The 1940s Happened in Greyscale

Today we continue our trend of occasionally looking at positive, rather than negative, examples of cartography. I wanted to show off a map by Michael Bricknell, a student at the University of Wisconsin, which concerns the balloon bomb attacks on the US by Japan during the Second World War, and which recently won first prize at the Wisconsin Land Information Association’s annual conference.

Reported Balloon Bomb Incidents, by Michael Bricknell


Another detail

The colors are what really make this map, in my opinion. I am a big fan of subtle color schemes, which leave most of the crayons in the box. I think they’re easier on the eyes; they don’t shout at you with a bright rainbow that demands attention. Here, a simple palette of greys and reds goes a long way toward focusing the reader’s eyes and establishing a visual hierarchy. Imagine if this map were made with a bright blue ocean and green land and brown type — how well would the red dots stand out then? A reduced, subtle palette makes it a lot easier to bring the important information into the foreground — to create a figure-ground contrast, between what’s critical and what’s supplementary. It’s also an emotionally appropriate aesthetic, I believe. We’re dealing with topics of war and violence. Again, subdued colors fit the subject matter’s tone — bright colors would be out of place here.

The map feels a little like a 1940s intelligence report on the subject. The title typeface and the face used on the captions for each panel has a nicely militaristic feel. The greyscale, while advantageous for the other reasons mentioned above, is also very much suited to the time period. Color printing and color film were rare, and so the most of us who weren’t alive during that time tend to imagine World War II as taking place in a greyscale world.

Finally, I’ll point out the graph at the bottom. It’s quite efficient.
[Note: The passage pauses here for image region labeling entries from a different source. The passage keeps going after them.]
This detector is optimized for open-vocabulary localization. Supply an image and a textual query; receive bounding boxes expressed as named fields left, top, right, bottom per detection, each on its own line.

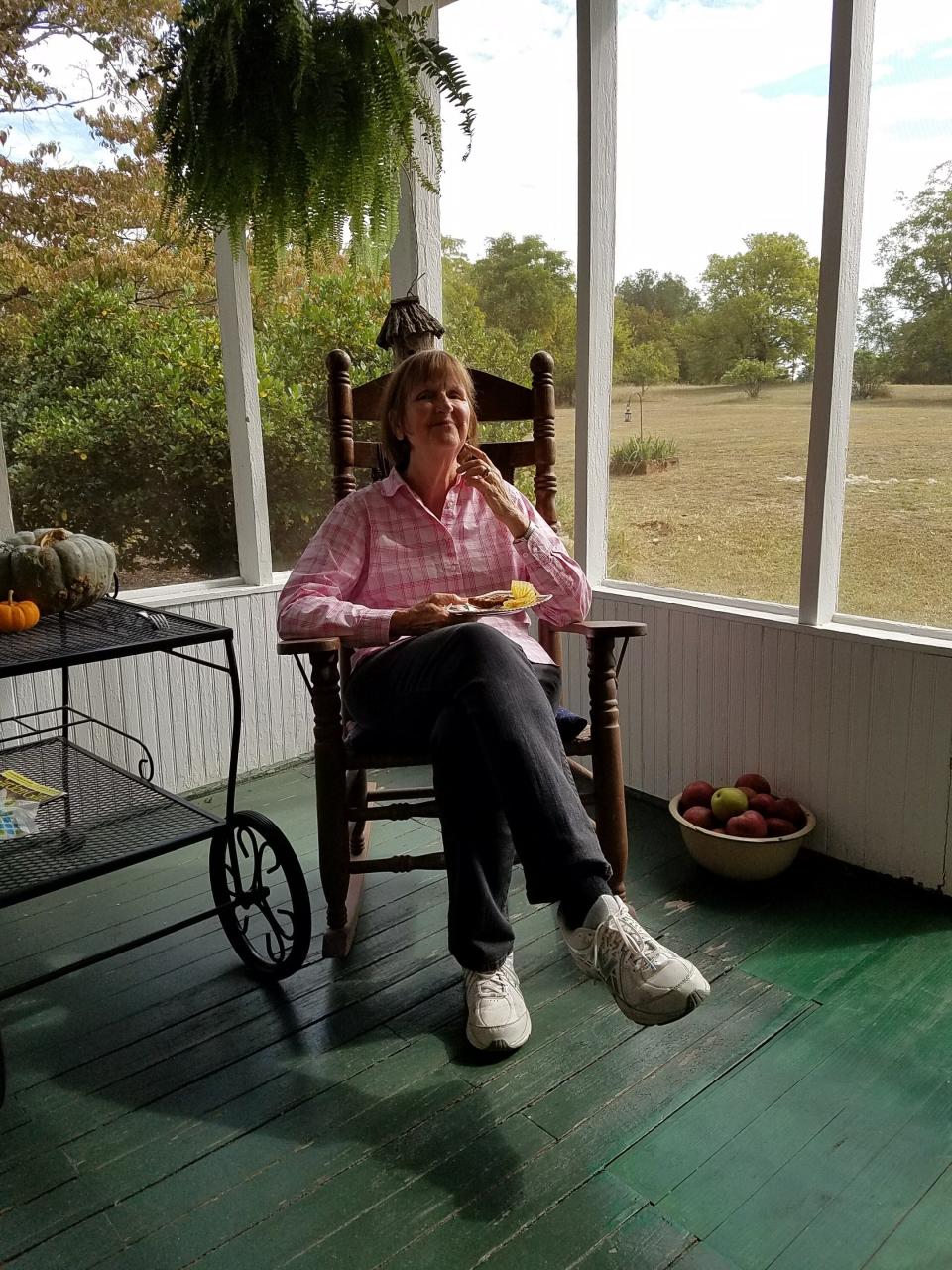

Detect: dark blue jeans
left=345, top=622, right=612, bottom=970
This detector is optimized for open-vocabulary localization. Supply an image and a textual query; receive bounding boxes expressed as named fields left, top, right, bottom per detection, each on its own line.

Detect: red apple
left=734, top=772, right=771, bottom=794
left=748, top=794, right=776, bottom=816
left=727, top=812, right=767, bottom=838
left=767, top=816, right=797, bottom=838
left=684, top=807, right=717, bottom=829
left=680, top=781, right=713, bottom=808
left=774, top=798, right=806, bottom=829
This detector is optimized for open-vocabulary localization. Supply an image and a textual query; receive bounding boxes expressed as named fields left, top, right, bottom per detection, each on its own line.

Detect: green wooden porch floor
left=0, top=768, right=952, bottom=1270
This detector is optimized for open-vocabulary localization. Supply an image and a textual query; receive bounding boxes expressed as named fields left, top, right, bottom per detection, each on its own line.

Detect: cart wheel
left=208, top=812, right=311, bottom=979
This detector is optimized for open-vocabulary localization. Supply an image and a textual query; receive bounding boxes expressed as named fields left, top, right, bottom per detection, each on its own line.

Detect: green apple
left=711, top=785, right=748, bottom=821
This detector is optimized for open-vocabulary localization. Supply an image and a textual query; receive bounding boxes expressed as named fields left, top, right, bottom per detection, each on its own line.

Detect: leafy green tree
left=3, top=283, right=360, bottom=576
left=473, top=234, right=575, bottom=346
left=856, top=287, right=896, bottom=354
left=615, top=269, right=701, bottom=318
left=876, top=160, right=952, bottom=384
left=852, top=348, right=890, bottom=400
left=692, top=234, right=820, bottom=380
left=622, top=343, right=678, bottom=439
left=721, top=357, right=776, bottom=398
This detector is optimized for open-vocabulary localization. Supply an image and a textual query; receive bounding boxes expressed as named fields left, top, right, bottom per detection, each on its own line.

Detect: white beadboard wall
left=4, top=589, right=952, bottom=889
left=566, top=597, right=952, bottom=890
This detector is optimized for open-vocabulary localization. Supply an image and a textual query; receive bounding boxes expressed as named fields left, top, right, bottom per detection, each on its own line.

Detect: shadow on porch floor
left=0, top=767, right=952, bottom=1270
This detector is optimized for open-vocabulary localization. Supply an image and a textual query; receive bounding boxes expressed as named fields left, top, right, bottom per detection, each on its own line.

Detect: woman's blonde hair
left=381, top=348, right=476, bottom=472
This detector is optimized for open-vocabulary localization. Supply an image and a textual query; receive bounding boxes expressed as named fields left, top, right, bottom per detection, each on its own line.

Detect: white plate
left=448, top=595, right=552, bottom=622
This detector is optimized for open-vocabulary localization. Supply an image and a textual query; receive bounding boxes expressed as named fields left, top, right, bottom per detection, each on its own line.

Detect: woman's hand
left=456, top=442, right=530, bottom=539
left=390, top=593, right=467, bottom=639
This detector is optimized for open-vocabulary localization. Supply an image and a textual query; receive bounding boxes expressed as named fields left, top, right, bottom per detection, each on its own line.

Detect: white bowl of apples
left=667, top=772, right=816, bottom=881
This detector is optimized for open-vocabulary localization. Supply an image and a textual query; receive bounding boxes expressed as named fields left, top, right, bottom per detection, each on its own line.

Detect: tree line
left=0, top=0, right=952, bottom=574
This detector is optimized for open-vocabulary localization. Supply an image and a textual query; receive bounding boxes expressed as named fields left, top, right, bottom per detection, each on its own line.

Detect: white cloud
left=440, top=0, right=952, bottom=286
left=0, top=36, right=121, bottom=167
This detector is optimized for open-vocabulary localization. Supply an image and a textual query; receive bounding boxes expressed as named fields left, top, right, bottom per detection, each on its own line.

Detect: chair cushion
left=345, top=706, right=588, bottom=757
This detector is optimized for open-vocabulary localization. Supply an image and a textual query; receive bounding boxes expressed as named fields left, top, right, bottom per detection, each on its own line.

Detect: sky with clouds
left=440, top=0, right=952, bottom=286
left=8, top=0, right=952, bottom=286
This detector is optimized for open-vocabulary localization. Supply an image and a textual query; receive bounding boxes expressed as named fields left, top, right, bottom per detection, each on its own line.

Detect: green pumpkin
left=0, top=528, right=115, bottom=613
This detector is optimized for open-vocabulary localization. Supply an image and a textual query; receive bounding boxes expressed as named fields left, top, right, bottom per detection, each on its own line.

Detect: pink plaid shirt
left=278, top=471, right=591, bottom=664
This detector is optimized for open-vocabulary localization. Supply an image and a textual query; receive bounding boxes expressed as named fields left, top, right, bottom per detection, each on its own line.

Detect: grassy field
left=557, top=384, right=952, bottom=626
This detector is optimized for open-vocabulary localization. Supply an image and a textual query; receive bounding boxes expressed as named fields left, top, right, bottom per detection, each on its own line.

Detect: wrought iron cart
left=0, top=599, right=311, bottom=1103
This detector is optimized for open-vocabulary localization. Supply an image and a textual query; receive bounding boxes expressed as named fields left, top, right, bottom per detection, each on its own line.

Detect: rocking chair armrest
left=278, top=639, right=340, bottom=657
left=552, top=621, right=648, bottom=639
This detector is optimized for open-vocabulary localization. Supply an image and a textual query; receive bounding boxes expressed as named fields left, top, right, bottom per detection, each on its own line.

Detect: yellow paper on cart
left=0, top=767, right=66, bottom=803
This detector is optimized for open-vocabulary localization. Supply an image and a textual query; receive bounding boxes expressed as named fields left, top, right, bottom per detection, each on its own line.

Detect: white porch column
left=799, top=0, right=874, bottom=626
left=0, top=430, right=13, bottom=531
left=214, top=232, right=272, bottom=586
left=574, top=0, right=618, bottom=583
left=390, top=0, right=443, bottom=321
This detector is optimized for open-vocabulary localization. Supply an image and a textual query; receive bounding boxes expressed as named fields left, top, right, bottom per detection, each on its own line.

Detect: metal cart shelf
left=0, top=599, right=311, bottom=1103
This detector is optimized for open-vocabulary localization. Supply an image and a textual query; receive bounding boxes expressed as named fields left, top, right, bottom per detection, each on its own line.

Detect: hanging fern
left=155, top=0, right=473, bottom=268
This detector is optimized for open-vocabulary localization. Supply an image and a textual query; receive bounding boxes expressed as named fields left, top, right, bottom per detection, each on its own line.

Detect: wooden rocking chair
left=278, top=349, right=647, bottom=957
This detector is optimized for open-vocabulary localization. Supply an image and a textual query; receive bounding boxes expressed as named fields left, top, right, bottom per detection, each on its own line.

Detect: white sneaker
left=463, top=952, right=532, bottom=1049
left=558, top=895, right=711, bottom=1026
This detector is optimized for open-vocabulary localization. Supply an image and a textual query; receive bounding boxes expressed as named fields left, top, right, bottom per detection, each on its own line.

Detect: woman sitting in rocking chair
left=278, top=352, right=710, bottom=1049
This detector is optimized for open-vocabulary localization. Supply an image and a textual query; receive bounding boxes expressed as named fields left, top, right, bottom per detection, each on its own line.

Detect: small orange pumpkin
left=0, top=591, right=40, bottom=631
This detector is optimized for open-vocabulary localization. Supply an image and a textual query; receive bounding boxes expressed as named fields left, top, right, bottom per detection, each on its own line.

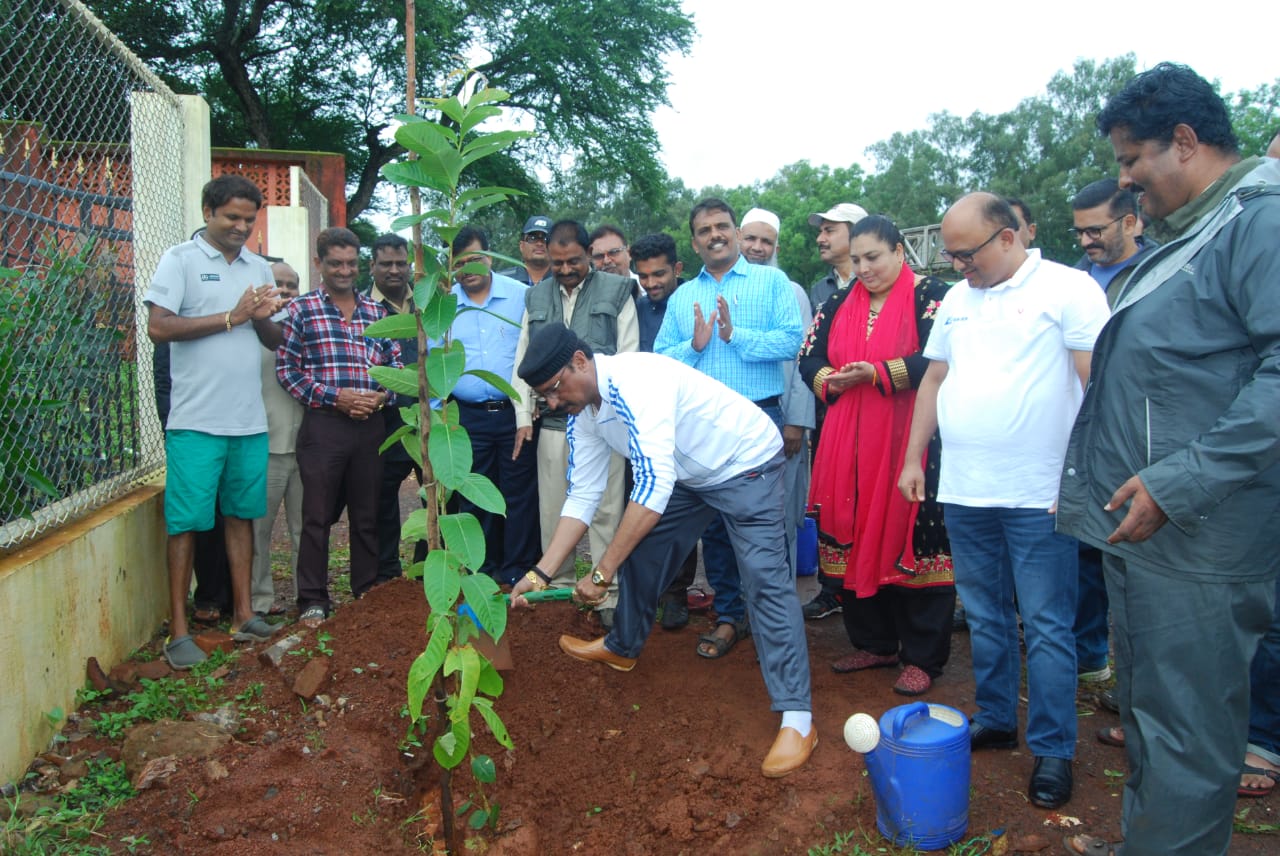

It aligns nicely with the map of the North Pacific, and packs two graphs into one space — elevation of the balloons and the number recovered at different longitude ranges. The day/night shading is a helpful addition, as it emphasizes the sense of time better than the scale of hours along the bottom can do on its own.

In all, a worthy effort. An interesting story with a strong, coherent aesthetic behind it.

I have focused only on the positive in this post, but a more balanced treatment, positive and negative, of the work would be beneficial. In fact, when sharing his map with me, Mr. Bricknell requested constructive criticisms. In an effort to generate audience engagement, I am posing to you, the reader, a challenge (as suggested by Mr. Bricknell). Please leave comments containing your own critique of his work. I will hold back the rest of my opinions for now, to avoid unduly influencing you.


Burned by the EPA

Heading outside tomorrow for Independence Day (I cannot imagine I have any non-US readers yet)? Be sure to check out this map on sun exposure, before you step outside…

Quick! Which areas are going to have the highest UV levels? No, it’s not the Upper Midwest and Canadian border, despite those areas being fire engine red and practically flashing “DANGER! DANGER!” It’s the light blue areas in places like Wyoming and Mexico. You know, the ones that don’t stand out at all. The ones that look like cool, inviting water.

It looks like they started out with a rainbow scheme, then somehow ran out of colors at level 9, and had to figure out something else to push it out to 15.

And that’s not to mention the unevenness of the color scheme from 0-9. Look at how much the color shifts from 0 to 2 (dark blue to dark green). Now look at how little it shifts from 6 to 8 (medium orange to red orange). The visual shift for each step changes in magnitude.

One Nice Thing: The color scheme from 10 to 15, on the other hand, has some relatively even, yet easy to distinguish, steps.

Thanks, EPA, for helping keep people in the Southwest calm while the ozone layer disintegrates above them.